60

I am trying to remove stopwords from a string of text:

from nltk.corpus import stopwords
text = 'hello bye the the hi'
text = ' '.join([word for word in text.split() if word not in (stopwords.words('english'))])

I am processing 6 mil of such strings so speed is important. Profiling my code, the slowest part is the lines above, is there a better way to do this? I'm thinking of using something like regex's re.sub but I don't know how to write the pattern for a set of words. Can someone give me a hand and I'm also happy to hear other possibly faster methods.

Note: I tried someone's suggest of wrapping stopwords.words('english') with set() but that made no difference.

Thank you.

mchangun
  • 9,814
  • 18
  • 71
  • 101

6 Answers6

120

Try caching the stopwords object, as shown below. Constructing this each time you call the function seems to be the bottleneck.

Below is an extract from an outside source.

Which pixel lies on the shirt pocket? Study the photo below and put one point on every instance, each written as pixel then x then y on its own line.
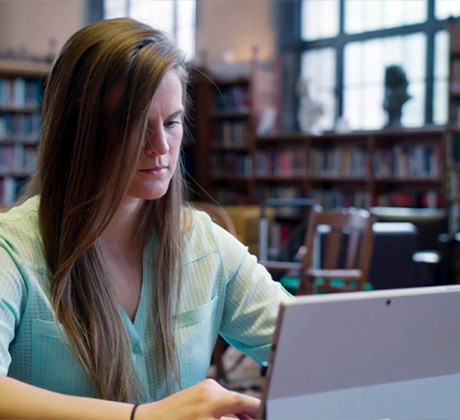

    from nltk.corpus import stopwords

    cachedStopWords = stopwords.words("english")

    def testFuncOld():
        text = 'hello bye the the hi'
        text = ' '.join([word for word in text.split() if word not in stopwords.words("english")])

    def testFuncNew():
        text = 'hello bye the the hi'
        text = ' '.join([word for word in text.split() if word not in cachedStopWords])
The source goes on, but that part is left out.